Dal Vangelo secondo Giovanni (Gv 11,45-56)

In quel tempo, i capi dei sacerdoti e i farisei
riunirono il sinèdrio e dissero:
«Che cosa facciamo? Quest’uomo compie molti segni.
Se lo lasciamo continuare così, tutti crederanno in lui,
verranno i Romani e distruggeranno il nostro tempio e la nostra nazione».

Ma uno di loro, Caifa, che era sommo sacerdote quell’anno, disse loro:
«Voi non capite nulla! Non vi rendete conto che è conveniente per voi
che un solo uomo muoia per il popolo, e non vada in rovina la nazione intera!».
Questo però non lo disse da se stesso, ma, essendo sommo sacerdote quell’anno, profetizzò che Gesù doveva morire per la nazione; e non soltanto per la nazione, ma anche per riunire insieme i figli di Dio che erano dispersi.

COMMENTO Le considerazioni pragmatiche e spietate di Caifa sono molto logiche: per mantenere la situazione ed evitare guai peggiori, meglio la morte di uno solo. È una logica che conosciamo bene, perché essendone imbevuti, presto o tardi la distilliamo nei nostri pensieri: “meglio la sua rovina che la mia”. Anche Gesù entra in questa logica, ma dalla parte della vittima. Diventa causa di salvezza, persino per i suoi carnefici, proprio per la sua condizione disprezzata.

PREGHIERA
Isaia 53,2-6.11-12

Non ha apparenza né bellezza
per attirare i nostri sguardi,
non splendore per poterci piacere.

Disprezzato e reietto dagli uomini,
uomo dei dolori che ben conosce il patire,
come uno davanti al quale ci si copre la faccia;
era disprezzato e non ne avevamo alcuna stima.
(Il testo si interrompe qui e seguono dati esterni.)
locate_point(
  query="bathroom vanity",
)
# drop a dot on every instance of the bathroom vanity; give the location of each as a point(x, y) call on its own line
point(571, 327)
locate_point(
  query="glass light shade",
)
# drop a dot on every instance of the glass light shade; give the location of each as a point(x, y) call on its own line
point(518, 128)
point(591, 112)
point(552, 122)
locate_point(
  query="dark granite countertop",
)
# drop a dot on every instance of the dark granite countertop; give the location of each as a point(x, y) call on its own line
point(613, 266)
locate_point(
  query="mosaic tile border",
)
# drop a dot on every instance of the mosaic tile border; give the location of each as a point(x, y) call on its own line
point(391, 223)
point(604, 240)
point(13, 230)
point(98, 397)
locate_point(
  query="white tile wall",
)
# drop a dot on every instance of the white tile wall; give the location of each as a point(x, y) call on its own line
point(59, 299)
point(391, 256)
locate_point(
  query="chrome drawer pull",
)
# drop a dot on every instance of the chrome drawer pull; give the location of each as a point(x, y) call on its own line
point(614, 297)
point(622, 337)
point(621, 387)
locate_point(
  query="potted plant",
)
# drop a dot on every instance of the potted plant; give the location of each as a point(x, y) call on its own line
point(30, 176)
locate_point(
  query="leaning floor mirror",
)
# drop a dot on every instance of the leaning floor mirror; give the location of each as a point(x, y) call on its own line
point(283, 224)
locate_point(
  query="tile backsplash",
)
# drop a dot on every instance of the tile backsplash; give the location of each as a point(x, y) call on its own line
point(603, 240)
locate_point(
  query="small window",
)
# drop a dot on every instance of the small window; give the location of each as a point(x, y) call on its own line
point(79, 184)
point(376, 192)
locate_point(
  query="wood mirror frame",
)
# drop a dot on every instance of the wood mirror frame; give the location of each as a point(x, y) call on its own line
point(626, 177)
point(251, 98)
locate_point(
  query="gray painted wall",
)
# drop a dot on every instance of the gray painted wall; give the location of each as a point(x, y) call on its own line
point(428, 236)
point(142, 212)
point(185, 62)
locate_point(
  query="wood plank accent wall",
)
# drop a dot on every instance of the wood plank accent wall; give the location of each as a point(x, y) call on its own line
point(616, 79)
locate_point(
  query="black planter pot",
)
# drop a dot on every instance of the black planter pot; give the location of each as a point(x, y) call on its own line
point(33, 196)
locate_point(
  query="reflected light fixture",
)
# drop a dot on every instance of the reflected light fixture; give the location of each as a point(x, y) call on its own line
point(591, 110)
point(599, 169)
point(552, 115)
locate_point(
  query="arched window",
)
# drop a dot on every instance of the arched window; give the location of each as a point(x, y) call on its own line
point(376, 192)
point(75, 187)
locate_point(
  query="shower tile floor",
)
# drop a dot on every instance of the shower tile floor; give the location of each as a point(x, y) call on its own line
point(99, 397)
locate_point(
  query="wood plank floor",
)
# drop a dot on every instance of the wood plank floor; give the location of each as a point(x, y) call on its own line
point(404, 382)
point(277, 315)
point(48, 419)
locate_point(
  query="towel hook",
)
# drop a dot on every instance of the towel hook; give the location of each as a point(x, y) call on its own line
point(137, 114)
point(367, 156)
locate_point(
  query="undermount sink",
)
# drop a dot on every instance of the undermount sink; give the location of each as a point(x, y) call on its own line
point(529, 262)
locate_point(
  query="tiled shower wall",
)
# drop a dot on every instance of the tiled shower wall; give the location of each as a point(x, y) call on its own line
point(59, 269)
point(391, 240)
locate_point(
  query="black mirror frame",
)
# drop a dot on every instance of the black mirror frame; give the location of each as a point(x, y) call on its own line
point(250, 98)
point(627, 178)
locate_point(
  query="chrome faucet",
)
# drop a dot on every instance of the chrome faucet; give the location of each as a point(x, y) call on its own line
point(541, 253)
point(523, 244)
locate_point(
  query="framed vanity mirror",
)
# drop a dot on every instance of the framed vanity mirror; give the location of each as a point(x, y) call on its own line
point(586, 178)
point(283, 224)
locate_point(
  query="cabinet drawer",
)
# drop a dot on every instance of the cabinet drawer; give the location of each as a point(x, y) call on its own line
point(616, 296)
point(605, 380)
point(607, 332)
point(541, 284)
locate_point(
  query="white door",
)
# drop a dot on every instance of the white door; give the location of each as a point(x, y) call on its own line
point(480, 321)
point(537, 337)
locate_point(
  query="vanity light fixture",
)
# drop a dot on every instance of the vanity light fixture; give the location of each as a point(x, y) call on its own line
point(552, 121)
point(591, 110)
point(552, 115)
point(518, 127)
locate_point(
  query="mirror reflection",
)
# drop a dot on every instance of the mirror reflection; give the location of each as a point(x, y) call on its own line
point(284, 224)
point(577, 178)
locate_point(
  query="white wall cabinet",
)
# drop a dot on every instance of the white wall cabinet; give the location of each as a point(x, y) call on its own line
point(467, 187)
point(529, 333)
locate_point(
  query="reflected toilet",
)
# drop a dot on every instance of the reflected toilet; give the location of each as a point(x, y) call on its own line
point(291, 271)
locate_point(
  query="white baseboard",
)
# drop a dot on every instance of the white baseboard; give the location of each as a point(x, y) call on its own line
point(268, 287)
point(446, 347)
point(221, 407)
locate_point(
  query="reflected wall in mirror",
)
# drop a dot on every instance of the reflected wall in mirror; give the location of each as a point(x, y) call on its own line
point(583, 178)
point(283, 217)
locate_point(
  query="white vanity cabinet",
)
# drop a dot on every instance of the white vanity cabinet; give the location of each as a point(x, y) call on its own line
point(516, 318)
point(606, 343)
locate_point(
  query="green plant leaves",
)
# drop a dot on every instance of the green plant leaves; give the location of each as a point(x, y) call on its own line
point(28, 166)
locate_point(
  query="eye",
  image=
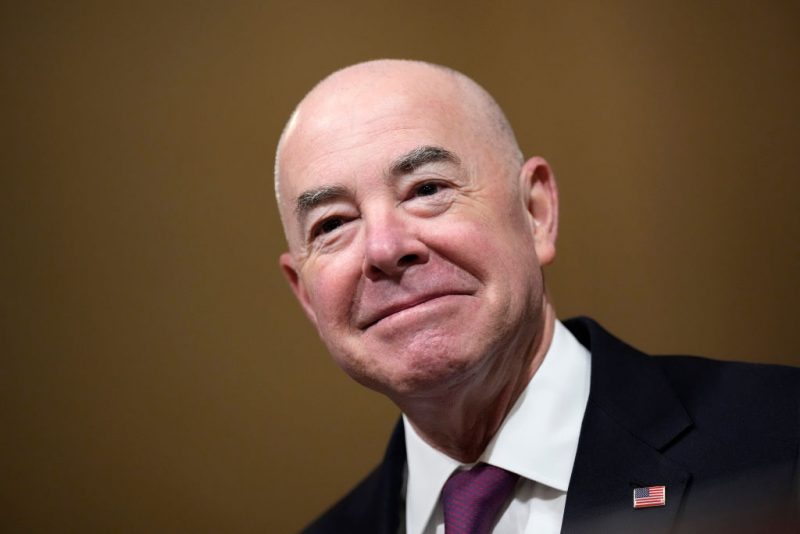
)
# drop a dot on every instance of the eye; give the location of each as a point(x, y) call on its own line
point(327, 226)
point(427, 189)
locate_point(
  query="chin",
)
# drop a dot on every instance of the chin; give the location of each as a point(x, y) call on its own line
point(417, 371)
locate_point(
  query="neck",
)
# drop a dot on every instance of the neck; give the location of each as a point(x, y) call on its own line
point(462, 421)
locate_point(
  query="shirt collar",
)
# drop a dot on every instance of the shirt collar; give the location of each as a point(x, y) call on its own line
point(537, 440)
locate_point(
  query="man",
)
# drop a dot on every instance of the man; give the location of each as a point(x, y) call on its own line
point(417, 235)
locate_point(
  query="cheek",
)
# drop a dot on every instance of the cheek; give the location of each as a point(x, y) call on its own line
point(331, 288)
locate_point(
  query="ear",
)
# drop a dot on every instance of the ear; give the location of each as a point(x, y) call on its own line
point(290, 272)
point(541, 197)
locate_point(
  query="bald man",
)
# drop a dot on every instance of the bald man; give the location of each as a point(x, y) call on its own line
point(417, 235)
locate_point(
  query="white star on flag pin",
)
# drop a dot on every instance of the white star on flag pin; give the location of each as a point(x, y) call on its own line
point(650, 496)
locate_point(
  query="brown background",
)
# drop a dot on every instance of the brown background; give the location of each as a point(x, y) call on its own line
point(156, 372)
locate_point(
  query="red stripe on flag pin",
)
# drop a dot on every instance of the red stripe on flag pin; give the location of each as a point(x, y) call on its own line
point(650, 496)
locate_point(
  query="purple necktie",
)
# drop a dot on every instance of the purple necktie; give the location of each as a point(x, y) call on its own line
point(472, 499)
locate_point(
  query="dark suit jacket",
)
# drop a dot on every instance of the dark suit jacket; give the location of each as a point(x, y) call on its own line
point(722, 437)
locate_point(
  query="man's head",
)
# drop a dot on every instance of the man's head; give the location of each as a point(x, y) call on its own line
point(416, 231)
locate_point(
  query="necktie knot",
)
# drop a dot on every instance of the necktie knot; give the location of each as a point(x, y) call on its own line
point(471, 500)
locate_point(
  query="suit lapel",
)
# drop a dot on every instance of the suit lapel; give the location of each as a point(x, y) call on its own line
point(631, 418)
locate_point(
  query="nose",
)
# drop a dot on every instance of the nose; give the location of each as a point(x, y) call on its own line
point(391, 248)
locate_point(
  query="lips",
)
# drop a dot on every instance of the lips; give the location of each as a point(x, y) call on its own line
point(373, 317)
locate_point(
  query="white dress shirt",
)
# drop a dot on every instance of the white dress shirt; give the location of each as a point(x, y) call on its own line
point(538, 440)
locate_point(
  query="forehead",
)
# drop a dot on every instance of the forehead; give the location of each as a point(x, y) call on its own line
point(345, 138)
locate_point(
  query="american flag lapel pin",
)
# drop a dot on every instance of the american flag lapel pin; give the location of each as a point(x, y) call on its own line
point(650, 496)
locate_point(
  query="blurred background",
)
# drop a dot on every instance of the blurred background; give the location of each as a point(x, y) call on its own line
point(157, 375)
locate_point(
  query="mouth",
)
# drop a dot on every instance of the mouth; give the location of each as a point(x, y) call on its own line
point(386, 312)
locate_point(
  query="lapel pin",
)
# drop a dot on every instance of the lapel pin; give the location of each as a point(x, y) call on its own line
point(650, 496)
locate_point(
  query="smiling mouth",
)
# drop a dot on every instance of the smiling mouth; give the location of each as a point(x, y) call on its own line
point(402, 306)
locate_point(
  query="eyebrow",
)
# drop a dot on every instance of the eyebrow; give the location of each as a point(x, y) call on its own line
point(422, 155)
point(405, 164)
point(312, 198)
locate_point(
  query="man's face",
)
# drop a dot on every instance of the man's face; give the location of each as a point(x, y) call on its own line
point(412, 245)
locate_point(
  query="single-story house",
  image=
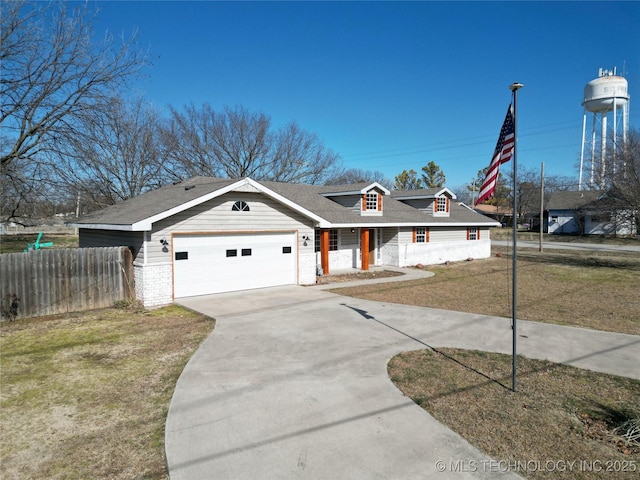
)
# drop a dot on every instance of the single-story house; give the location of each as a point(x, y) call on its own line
point(589, 212)
point(211, 235)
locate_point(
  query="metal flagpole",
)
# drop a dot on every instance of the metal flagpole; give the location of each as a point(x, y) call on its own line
point(514, 87)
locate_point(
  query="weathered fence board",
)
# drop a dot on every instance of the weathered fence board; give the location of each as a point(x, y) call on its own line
point(51, 281)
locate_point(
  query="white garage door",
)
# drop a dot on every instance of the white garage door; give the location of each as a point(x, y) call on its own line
point(204, 264)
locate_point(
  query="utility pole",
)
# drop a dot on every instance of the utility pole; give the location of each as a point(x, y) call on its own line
point(541, 205)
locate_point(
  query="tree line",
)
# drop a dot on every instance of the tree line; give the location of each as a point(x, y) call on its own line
point(73, 140)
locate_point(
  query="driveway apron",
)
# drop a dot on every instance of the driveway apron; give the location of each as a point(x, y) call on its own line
point(292, 383)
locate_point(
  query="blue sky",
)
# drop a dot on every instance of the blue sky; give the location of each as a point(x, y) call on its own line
point(393, 85)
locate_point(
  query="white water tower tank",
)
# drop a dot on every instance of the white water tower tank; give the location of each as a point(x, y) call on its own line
point(606, 92)
point(601, 143)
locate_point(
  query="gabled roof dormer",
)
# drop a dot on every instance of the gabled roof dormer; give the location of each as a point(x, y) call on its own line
point(367, 199)
point(434, 201)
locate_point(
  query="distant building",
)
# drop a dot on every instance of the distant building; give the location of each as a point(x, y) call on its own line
point(589, 212)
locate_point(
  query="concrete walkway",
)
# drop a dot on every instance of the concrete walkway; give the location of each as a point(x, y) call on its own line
point(292, 383)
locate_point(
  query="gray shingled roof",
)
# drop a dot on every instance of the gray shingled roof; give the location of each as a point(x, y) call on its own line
point(155, 202)
point(309, 197)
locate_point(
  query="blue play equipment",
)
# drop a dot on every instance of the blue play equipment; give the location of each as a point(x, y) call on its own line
point(37, 245)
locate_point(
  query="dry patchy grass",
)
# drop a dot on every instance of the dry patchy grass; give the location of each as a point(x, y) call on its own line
point(596, 290)
point(559, 413)
point(86, 395)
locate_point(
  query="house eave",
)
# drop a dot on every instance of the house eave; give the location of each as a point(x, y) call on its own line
point(408, 224)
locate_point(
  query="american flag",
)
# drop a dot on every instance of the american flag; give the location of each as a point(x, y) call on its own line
point(502, 154)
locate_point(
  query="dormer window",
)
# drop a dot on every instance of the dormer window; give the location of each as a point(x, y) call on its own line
point(372, 202)
point(441, 205)
point(240, 206)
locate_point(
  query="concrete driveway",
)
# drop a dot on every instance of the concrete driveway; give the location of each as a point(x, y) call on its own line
point(292, 383)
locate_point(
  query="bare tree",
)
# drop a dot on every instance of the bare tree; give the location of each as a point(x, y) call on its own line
point(357, 175)
point(117, 157)
point(52, 74)
point(239, 143)
point(626, 179)
point(408, 180)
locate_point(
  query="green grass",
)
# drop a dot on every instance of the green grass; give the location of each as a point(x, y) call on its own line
point(86, 395)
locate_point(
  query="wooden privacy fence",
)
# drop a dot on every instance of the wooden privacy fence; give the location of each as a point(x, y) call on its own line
point(51, 281)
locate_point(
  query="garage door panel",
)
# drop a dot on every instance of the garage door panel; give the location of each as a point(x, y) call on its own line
point(224, 263)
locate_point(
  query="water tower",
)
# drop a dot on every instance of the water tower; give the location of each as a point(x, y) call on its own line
point(604, 97)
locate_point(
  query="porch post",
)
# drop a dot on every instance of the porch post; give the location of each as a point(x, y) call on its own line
point(324, 251)
point(364, 248)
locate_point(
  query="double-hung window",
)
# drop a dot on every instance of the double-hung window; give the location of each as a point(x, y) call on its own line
point(421, 235)
point(473, 233)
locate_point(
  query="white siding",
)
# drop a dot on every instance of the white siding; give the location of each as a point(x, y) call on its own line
point(445, 245)
point(216, 216)
point(352, 202)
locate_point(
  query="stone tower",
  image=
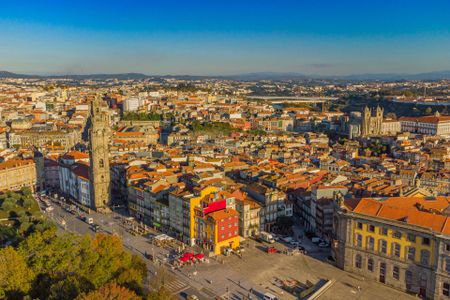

Eppure egli si è caricato delle nostre sofferenze,
si è addossato i nostri dolori;
Il castigo che ci dà salvezza si è abbattuto su di lui;
per le sue piaghe noi siamo stati guariti.

Noi tutti eravamo sperduti come un gregge,
ognuno di noi seguiva la sua strada;
Dopo il suo intimo tormento vedrà la luce
e si sazierà della sua conoscenza;
il giusto mio servo giustificherà molti,
egli si addosserà le loro iniquità.
Perciò io gli darò in premio le moltitudini.

Preghiamo.

Dio onnipotente ed eterno,
che hai dato come modello agli uomini
il Cristo tuo Figlio, nostro Salvatore,
fatto uomo e umiliato fino alla morte di croce,
guarda, l’umanità sfinita
per la sua debolezza mortale,
e fa’ che riprenda vita
per la passione del tuo unico Figlio,
avendo sempre presente
il grande insegnamento della sua passione,
per partecipare alla gloria della risurrezione.

Per Cristo nostro Signore. Amen.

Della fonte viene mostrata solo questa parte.